Beim "Monsanto-Tribunal" in Den Haag wollen Umweltaktivisten mit dem Saatgutkonzern abrechnen. Monsanto sei seit Beginn des 20. Jahrhunderts dabei, hochgiftige Produkte zu vermarkten, die unter anderem die Fruchtbarkeit von Mensch und Tier einschränkten, sagte Renate Künast (Grüne) im DLF.

Renate Künast im Gespräch mit Jasper Barenberg |
    Die Bundestagsabgeordnete Renate Künast (Grüne).
    Wenn die Regierung nicht helfe, etwas zu unternehmen, wähle man eine bildhafte Sprache, erklärte Renate Künast das Monsanto-Tribunal. (imago / Christian Thiel)
    Wenn die Regierung nicht helfe, etwas zu unternehmen, wähle man eine bildhafte Sprache, erklärte Renate Künast das Tribunal in Den Haag, mit dem fiktiv dem Saatguthersteller Monsanto der Prozess gemacht werden soll.

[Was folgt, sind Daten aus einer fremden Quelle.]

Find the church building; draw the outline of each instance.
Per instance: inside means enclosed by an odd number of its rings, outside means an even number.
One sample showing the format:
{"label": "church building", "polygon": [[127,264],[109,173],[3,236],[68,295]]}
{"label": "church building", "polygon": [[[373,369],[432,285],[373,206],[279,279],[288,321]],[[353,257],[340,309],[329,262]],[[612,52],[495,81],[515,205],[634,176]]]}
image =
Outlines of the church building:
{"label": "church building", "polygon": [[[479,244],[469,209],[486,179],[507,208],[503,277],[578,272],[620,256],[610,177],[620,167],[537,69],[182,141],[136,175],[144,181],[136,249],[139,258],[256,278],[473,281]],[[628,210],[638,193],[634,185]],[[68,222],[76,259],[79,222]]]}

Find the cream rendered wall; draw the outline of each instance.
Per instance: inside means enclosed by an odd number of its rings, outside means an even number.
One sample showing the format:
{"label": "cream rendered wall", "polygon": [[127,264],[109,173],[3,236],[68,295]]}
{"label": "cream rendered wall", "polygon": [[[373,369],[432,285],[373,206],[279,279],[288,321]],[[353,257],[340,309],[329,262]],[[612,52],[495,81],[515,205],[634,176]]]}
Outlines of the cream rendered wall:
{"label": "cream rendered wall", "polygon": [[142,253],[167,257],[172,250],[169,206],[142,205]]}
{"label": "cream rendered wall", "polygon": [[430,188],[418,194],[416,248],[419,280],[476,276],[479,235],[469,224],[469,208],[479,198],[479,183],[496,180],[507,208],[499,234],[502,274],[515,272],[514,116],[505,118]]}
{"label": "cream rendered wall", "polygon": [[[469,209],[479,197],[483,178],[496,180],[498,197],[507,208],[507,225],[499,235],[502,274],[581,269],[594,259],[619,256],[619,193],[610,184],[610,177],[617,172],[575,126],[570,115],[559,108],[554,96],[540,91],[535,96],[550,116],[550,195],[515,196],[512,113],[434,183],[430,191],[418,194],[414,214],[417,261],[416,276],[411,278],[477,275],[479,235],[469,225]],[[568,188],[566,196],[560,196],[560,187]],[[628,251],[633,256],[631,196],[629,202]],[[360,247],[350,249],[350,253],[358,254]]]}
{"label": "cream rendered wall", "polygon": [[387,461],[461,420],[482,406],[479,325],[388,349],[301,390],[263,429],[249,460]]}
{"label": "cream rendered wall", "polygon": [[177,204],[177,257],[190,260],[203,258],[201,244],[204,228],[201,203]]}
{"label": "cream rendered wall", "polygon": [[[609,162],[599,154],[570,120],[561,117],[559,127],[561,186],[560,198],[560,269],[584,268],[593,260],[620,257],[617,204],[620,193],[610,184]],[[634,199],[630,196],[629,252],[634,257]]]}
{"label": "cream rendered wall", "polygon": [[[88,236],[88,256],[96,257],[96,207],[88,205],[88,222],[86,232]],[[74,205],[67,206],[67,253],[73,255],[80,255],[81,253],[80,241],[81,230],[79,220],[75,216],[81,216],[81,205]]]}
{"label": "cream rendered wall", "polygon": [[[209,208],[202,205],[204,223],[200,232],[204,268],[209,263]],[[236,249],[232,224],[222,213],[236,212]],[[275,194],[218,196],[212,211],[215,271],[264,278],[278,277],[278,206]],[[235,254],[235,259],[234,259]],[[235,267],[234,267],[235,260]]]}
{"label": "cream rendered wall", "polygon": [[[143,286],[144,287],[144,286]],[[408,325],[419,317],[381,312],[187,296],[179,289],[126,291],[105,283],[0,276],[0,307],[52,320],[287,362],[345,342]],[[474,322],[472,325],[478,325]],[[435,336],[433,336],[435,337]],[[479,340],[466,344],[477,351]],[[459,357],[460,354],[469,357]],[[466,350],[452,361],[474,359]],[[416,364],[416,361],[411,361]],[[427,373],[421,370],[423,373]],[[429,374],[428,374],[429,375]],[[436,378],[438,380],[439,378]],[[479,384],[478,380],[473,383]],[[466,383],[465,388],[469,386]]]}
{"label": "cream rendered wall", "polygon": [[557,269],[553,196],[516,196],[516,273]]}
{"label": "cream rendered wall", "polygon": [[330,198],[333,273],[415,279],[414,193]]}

    Monsanto sei seit Beginn des 20. Jahrhunderts dabei, hochgiftige Produkte zu vermarkten, die auch Krankheit und Tod verursacht und die Fruchtbarkeit von Mensch und Tier eingeschränkt hätten.
    "Monsanto-Tribunal" will in die Beweisaufnahme gehen
    Das dioxinhaltige Entlaubungsmittel "Agent Orange" von Monsanto und Bayer, das im Vietnamkrieg eingesetzt worden sei, verursache heute noch Geburtsschäden. Man gehe nun in die Beweisaufnahme, um dies aufzuzeigen.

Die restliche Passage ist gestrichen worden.